Google faces Senate grilling over secret Nest Secure microphone

Facebook can probably take a short breather thanks to Google. The search giant may be the latest target of scorn and inquiries over something that could have probably been easily avoided with a footnote or an inconspicuous line of text. Google has been sent a letter from the US Senate Commerce Committee demanding answers regarding the existence of a microphone on its Nest Secure system that remained undisclosed until earlier this month.

This isn't like a vulnerability that Google only recently discovered. It knew that when it shipped the Nest Secure system, the Nest Guard base contained a microphone that, according to Nest, remained unused until Google rolled out Google Assistant integration at the start of February. And that's when the questions started rolling in.

Nowhere in any official documentation did it inform users that there was a mic sitting silently in their homes. US lawmakers that make up the Senate Commerce Committee now want to know whether Google was actually aware of that and, if it wasn't, when it became aware of what could have been a clerical error only. The Senators, however, also want to know what Google is doing to inform Nest Secure owners of that fact, presuming they haven't read yet this scandal surrounding the product.

Google and Nest, of course, would deny that the mics have ever been used before the update rolled out this month, perhaps expecting consumers and lawmakers to take their word for it. The questions, however, do bring up an interesting point. Google may have not used that mic, but what are the chances someone else has? Then again, if a hack discovered the existence of that mic in the first place, the news would have broken out earlier.

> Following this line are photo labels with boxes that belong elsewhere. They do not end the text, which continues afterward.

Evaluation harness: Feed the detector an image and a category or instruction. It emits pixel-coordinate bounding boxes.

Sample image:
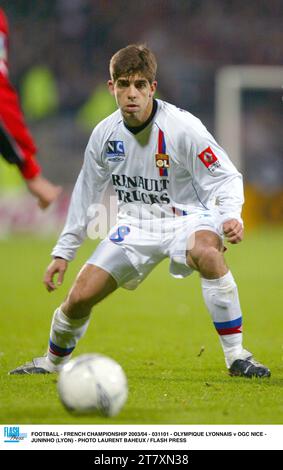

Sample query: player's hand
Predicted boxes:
[223,219,244,244]
[26,175,62,209]
[43,258,68,292]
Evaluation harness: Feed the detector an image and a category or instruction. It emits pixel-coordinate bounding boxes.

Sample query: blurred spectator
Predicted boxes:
[0,9,60,209]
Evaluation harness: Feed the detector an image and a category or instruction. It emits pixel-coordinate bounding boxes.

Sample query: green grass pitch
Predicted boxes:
[0,229,283,424]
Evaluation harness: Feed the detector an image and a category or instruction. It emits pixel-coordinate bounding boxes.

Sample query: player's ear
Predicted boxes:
[107,80,114,96]
[149,80,157,98]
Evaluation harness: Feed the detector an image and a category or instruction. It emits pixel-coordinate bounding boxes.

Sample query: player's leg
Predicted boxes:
[10,264,117,374]
[10,239,139,374]
[187,230,270,377]
[46,264,117,371]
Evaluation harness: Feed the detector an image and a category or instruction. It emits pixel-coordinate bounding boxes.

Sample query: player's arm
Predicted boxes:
[43,257,68,292]
[187,130,244,244]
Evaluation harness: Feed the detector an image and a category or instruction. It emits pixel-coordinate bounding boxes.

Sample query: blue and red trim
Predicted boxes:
[214,317,242,336]
[158,129,168,176]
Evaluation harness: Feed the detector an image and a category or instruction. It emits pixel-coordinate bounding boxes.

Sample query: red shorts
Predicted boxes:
[0,74,41,179]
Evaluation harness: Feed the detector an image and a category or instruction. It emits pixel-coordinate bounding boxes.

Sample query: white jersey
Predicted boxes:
[52,100,244,261]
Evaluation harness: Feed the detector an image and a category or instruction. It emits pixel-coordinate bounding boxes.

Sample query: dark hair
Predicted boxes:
[110,44,157,83]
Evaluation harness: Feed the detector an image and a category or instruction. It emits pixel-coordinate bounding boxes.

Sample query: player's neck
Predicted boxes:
[124,100,157,134]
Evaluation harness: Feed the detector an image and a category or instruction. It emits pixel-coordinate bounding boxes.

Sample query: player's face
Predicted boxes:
[108,75,157,127]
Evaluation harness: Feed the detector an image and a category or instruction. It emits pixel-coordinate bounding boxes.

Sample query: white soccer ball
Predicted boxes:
[58,354,128,416]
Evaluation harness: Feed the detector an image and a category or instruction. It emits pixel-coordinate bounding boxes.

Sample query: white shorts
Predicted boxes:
[87,210,223,289]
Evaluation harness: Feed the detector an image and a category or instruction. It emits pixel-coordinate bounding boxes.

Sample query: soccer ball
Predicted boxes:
[58,354,128,416]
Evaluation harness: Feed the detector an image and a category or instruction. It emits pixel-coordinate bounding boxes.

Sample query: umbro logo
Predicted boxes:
[106,140,125,158]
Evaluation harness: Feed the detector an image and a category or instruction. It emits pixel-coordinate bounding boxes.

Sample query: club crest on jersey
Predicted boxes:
[198,147,220,173]
[106,140,125,161]
[155,129,170,176]
[155,153,170,176]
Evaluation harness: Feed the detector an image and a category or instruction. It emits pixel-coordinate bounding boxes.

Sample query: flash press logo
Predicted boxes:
[4,426,28,442]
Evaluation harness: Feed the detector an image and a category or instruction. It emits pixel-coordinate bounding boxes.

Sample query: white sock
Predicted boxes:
[201,271,244,368]
[46,308,89,372]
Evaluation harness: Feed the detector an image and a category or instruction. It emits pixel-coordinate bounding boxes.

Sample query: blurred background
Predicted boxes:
[0,0,283,235]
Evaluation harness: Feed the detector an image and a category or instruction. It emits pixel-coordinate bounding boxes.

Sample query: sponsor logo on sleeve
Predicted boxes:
[198,147,220,173]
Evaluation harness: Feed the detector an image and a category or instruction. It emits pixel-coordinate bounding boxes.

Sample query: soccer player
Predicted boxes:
[0,8,61,209]
[10,45,270,377]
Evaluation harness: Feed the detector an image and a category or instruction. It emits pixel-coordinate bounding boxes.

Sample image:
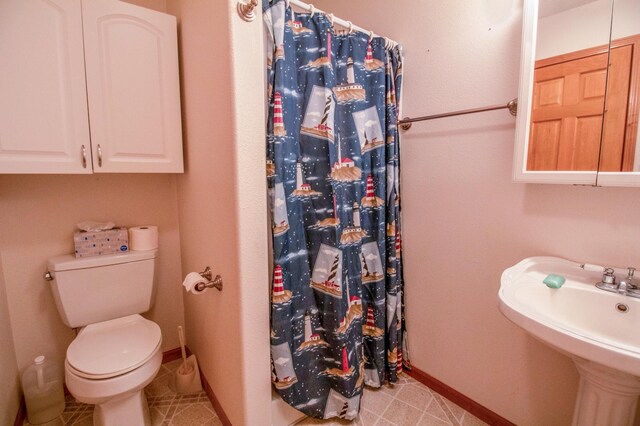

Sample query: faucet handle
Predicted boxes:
[602,268,616,284]
[627,266,638,290]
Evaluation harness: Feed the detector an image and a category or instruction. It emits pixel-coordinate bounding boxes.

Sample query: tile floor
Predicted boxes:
[23,359,222,426]
[296,374,486,426]
[24,360,486,426]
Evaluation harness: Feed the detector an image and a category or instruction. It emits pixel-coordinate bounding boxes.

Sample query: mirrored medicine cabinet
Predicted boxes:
[513,0,640,186]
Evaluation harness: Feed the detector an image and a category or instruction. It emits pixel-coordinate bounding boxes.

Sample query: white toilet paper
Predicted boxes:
[182,272,207,294]
[129,225,158,251]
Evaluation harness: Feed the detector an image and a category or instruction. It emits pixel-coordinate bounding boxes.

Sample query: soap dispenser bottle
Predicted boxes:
[22,355,65,425]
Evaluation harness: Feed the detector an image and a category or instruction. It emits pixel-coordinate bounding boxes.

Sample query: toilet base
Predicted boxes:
[93,390,151,426]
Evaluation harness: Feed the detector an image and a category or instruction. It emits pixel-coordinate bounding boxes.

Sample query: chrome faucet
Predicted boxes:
[580,265,640,298]
[617,268,640,297]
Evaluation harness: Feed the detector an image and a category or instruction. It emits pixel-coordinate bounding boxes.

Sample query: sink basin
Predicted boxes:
[499,257,640,425]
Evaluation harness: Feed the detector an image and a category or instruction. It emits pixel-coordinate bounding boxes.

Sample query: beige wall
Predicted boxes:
[167,0,270,425]
[0,174,184,369]
[314,0,640,425]
[0,259,20,425]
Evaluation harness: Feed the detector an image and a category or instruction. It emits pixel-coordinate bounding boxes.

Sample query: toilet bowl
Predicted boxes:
[47,250,162,426]
[65,314,162,426]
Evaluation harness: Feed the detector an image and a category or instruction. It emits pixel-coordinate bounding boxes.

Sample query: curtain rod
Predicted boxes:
[237,0,398,48]
[285,0,398,48]
[398,98,518,130]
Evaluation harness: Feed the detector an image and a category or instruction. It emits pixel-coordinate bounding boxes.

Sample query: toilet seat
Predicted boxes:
[66,314,162,379]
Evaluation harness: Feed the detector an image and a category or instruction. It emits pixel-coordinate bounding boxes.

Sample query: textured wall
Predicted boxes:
[167,0,271,425]
[0,259,20,425]
[314,0,640,425]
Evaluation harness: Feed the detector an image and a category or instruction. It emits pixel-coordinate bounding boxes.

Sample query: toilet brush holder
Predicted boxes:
[173,326,202,393]
[174,355,202,393]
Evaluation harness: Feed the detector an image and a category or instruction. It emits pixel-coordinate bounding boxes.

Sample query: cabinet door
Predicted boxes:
[82,0,183,173]
[0,0,91,173]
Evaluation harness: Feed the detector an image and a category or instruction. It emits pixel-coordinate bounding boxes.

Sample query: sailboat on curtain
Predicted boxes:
[331,136,362,182]
[300,86,334,142]
[271,343,298,389]
[333,56,367,103]
[353,107,384,154]
[311,244,342,298]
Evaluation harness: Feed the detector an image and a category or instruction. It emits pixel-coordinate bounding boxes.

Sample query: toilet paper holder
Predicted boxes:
[196,266,222,291]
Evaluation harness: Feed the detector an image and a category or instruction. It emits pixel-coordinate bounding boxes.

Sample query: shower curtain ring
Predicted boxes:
[237,0,258,22]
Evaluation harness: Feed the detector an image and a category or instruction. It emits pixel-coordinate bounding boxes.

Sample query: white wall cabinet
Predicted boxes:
[0,0,183,173]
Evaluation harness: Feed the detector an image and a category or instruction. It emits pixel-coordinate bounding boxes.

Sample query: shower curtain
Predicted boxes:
[263,0,403,419]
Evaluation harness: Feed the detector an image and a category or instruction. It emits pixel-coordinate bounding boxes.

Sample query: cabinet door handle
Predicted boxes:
[82,145,87,169]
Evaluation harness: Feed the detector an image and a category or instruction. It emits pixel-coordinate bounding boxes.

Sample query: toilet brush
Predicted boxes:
[174,326,202,393]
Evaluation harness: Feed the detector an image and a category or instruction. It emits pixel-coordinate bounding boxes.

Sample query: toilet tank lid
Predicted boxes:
[47,250,158,272]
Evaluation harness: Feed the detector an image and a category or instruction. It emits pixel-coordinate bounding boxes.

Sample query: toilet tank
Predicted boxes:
[48,250,157,328]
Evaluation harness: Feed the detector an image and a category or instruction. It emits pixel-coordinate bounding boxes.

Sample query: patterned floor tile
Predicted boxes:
[23,359,222,426]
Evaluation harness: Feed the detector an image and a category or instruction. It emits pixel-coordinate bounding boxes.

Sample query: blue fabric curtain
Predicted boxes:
[263,0,403,419]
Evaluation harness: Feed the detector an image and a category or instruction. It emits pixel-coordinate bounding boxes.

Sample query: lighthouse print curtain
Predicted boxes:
[263,0,403,419]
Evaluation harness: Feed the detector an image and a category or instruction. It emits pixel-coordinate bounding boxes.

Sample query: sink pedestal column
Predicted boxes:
[572,357,640,426]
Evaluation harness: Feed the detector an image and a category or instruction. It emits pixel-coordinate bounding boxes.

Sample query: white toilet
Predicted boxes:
[48,250,162,426]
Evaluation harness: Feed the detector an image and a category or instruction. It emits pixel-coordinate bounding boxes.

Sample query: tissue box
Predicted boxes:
[73,228,129,257]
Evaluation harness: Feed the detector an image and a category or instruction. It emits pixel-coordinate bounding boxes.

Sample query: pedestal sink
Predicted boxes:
[499,257,640,426]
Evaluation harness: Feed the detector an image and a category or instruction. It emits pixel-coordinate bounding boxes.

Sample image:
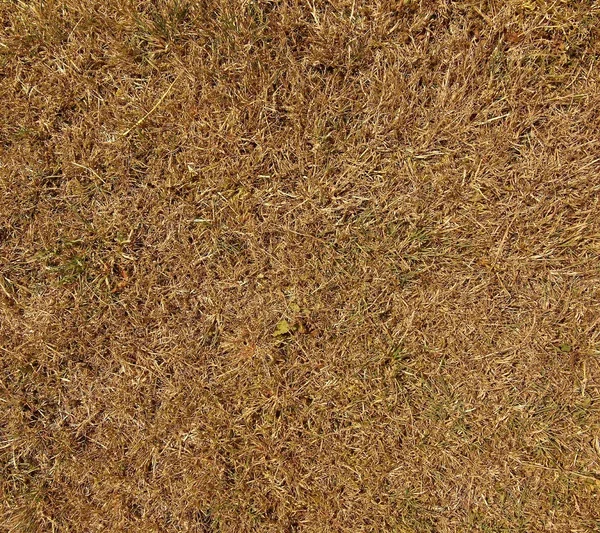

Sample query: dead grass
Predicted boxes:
[0,0,600,533]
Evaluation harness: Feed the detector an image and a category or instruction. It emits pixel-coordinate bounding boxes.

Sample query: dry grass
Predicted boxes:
[0,0,600,533]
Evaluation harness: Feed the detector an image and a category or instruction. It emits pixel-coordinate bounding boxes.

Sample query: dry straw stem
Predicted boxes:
[0,0,600,533]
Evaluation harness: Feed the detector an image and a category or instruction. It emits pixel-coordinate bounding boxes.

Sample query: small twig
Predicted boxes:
[121,73,181,137]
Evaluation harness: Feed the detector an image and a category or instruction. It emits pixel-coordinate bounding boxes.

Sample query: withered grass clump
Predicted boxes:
[0,0,600,533]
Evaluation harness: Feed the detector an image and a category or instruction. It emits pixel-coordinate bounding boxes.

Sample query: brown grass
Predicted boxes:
[0,0,600,533]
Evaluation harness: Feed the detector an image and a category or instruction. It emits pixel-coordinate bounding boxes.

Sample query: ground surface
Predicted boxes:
[0,0,600,533]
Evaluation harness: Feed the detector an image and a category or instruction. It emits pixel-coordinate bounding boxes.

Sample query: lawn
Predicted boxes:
[0,0,600,533]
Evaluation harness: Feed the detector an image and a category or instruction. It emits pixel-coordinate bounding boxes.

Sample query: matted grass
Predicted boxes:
[0,0,600,533]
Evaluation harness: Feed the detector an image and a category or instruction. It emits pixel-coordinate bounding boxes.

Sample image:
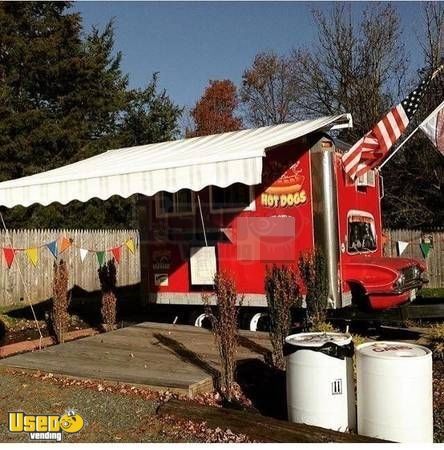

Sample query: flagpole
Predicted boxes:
[378,101,444,170]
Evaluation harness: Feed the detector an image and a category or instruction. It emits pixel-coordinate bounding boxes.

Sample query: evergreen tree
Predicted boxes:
[0,2,181,228]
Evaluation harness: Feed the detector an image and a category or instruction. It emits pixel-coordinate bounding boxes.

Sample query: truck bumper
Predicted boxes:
[368,288,417,310]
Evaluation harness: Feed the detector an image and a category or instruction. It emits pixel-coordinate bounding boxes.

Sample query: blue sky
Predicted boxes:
[73,1,422,110]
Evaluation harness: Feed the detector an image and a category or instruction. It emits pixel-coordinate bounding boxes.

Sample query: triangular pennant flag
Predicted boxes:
[25,247,39,267]
[111,247,122,264]
[46,241,59,258]
[60,236,72,253]
[96,252,105,267]
[419,242,431,258]
[125,238,135,253]
[396,241,409,256]
[3,247,15,269]
[79,248,88,262]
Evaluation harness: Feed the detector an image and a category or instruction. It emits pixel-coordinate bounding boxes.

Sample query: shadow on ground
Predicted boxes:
[153,333,220,386]
[236,359,287,420]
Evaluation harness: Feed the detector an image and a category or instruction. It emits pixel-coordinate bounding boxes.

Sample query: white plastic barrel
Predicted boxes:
[356,342,433,443]
[285,333,356,431]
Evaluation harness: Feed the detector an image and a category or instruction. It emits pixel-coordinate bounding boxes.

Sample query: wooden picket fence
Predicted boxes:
[0,229,444,306]
[384,229,444,288]
[0,230,140,306]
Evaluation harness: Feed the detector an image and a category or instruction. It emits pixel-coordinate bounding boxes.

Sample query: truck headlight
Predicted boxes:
[413,266,421,278]
[395,273,405,289]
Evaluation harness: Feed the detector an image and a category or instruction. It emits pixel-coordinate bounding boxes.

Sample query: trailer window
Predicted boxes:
[211,183,254,211]
[348,214,376,253]
[156,189,194,217]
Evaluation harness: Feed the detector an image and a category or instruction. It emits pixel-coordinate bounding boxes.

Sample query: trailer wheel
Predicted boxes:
[249,312,270,331]
[189,311,212,330]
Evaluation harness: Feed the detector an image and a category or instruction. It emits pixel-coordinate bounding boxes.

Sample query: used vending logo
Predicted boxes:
[8,410,83,442]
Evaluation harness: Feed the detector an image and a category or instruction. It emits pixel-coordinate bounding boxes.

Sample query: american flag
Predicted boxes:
[342,71,437,180]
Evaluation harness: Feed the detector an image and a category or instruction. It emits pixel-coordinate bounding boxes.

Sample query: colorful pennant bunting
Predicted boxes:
[3,247,15,269]
[0,236,136,268]
[96,252,105,267]
[111,247,122,264]
[125,238,135,254]
[419,242,431,258]
[79,248,88,262]
[396,241,409,256]
[46,241,59,258]
[60,236,72,253]
[25,247,39,267]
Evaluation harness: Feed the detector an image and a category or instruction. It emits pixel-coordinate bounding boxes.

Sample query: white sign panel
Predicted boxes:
[190,247,216,285]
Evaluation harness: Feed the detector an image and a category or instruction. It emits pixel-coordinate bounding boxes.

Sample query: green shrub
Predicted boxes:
[298,248,328,329]
[98,259,117,331]
[203,272,243,402]
[50,259,69,343]
[428,323,444,360]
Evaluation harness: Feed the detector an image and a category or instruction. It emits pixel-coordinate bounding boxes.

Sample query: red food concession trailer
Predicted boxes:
[136,117,425,329]
[0,114,425,329]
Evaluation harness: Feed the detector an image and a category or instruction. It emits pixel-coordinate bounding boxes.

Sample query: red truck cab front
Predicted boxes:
[336,143,426,310]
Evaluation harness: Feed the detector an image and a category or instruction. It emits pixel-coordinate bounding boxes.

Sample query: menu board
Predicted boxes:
[190,247,216,285]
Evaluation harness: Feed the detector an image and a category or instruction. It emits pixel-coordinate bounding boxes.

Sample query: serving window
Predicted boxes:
[210,183,254,212]
[155,189,195,217]
[347,211,376,253]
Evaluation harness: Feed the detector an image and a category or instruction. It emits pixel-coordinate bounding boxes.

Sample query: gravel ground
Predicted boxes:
[0,360,444,443]
[0,369,249,442]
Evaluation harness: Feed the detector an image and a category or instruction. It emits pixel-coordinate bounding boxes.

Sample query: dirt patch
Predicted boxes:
[0,370,251,443]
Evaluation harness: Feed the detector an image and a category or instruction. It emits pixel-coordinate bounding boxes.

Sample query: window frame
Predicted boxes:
[346,209,379,256]
[154,189,196,219]
[210,183,256,214]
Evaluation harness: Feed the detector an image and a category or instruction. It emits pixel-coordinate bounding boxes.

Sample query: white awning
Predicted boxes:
[0,114,352,208]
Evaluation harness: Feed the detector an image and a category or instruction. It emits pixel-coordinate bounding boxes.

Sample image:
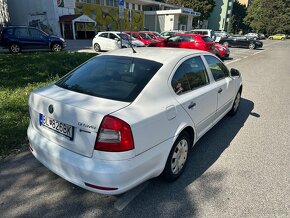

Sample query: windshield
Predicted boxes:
[140,33,151,39]
[117,33,130,40]
[56,55,162,102]
[202,36,212,42]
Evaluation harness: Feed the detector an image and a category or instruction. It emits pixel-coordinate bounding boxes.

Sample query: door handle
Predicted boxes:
[188,101,196,109]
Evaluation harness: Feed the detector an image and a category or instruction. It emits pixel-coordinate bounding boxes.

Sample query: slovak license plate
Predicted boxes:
[39,114,74,140]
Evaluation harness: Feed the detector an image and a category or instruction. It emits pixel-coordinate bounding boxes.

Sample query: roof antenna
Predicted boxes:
[128,9,137,53]
[129,31,137,53]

There seems to be a growing number of cases where recording components are being discovered in places where they either should not have been or have not been made apparent. Airlines such as Singapore Air, Delta, and United Airlines have confirmed that their in-flight entertainment systems now do have cameras built into their displays. All of them promise that the cameras have been disabled until they are enabled for future features. None of them, however, even disclose their existence to passengers.